As a first step to save the trade unions, outside leadership should be dispensed with and the workers should take over the unions. Though outside leadership was essential in the early days of the trade union movement in India, due to the ignorance of the workers about the prevailing laws of the land, such type of leadership is unnecessary now, as well as unwarranted. Moreover genuine outside leadership which was forthcoming spontaneously in those days, particularly in England and Germany, could not be had in India due to political rivalries, regionalism, parochialism, etc.

The outsiders were mostly professional agitators who were interested in using trade unions and workers as a tool in their political game. Inter-union rivalries were caused due to outside leadership. The fear that the working class is not yet experienced to shoulder the responsibility of leadership is baseless. In this regard, the setting up of the Asian Trade Union College at Calcutta is to be welcomed as it meant for training the educated youngsters, particularly from the working classes in trade unions and leadership.

3. Code of Conduct for Political Parties

The trade union leaders, because of their loyalty to the ideology of their political parties sacrifice the interests of the working classes to serve party ends. The working class should realize this and avoid subscribing to party politics in trade unionism. The political parties in India should evolve a common code of conduct by which trade unions and their activities should not be directed to political ends.

4. One industry to have one union

Multiplicity of unions in the same industry leads to inter-union rivalries which ultimately weaken the power of collective bargaining. In India, so far, the principle of “one union for one industry” has not been given due credit and no attempt has been made to unify the working force under one union.
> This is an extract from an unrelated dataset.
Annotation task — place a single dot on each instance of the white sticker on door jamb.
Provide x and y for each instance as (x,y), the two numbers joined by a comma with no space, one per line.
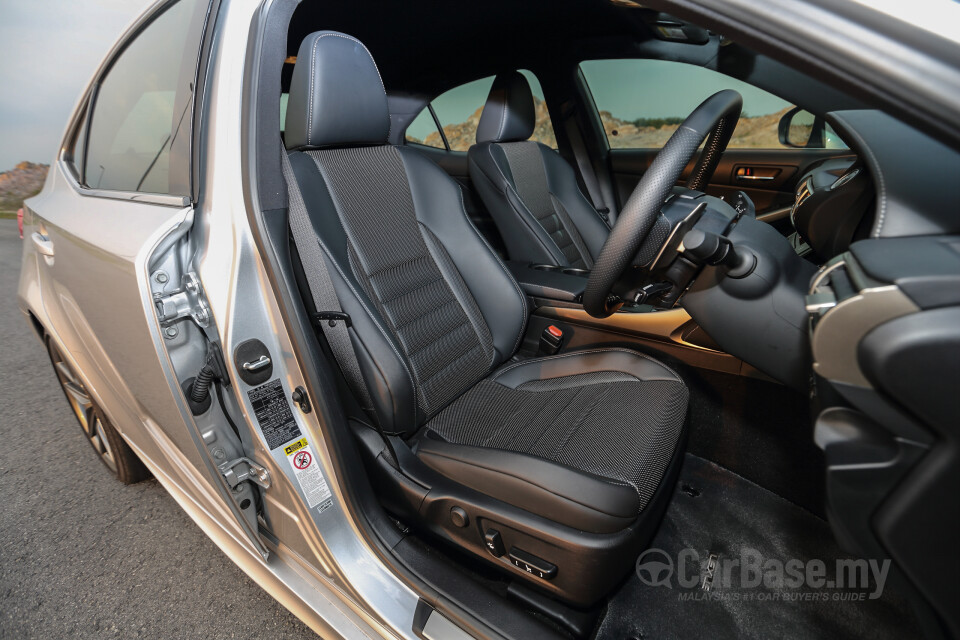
(307,470)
Such a step would strengthen the roots of trade union movement in India an the unions can also become financially stronger.

5. Emphasis on Labour-welfare Activities

In India, trade unions function like ‘strike committees’ to put forth grievances of workers for redressal. As soon as the demand is met with, the union becomes dormant till such time it could put forth another set of demands. Instead, the unions should take up a positive approach and extend welfare activities to workers and provide benefits like compensation for accidents, medical relief, education of children, thrift and temperance etc. Further, the unions could augment their resources and keep enough funds to pay to the workers during the strike periods, which would put them in a better position to bargain with greater strength.

In this connection, the welfare activities undertaken by the Textile Labour Association, Ahmedabad, is highly commendable. The Association renders medical aid to workers by maintaining 3 hospitals and a 24 bed maternity home. Further it maintains 66 libraries and reading rooms in the midst of labour colonies for the benefit of the working classes. Vocational training in tailoring, cooking, sewing, knitting etc. is given to the families of workers. The Association has also organised many educational, social and cultural activities besides maintaining a network of children’s welfare centres and co-operative societies.

6. Education of workers in Realizing their Responsibilities

The trade unions, instead of simply confining their attention to the demands and privileges of workers, should inculcate in the workers a sense of discipline and responsibility to do a full day’s work. The worker should be made to feel that he has a big obligation to the society and to the economy, to make it more prosperous by his own humble contribution in production and should not waste several man-hours by strike. The labour should realise that any unfair activity resulting in loss of production is anti national.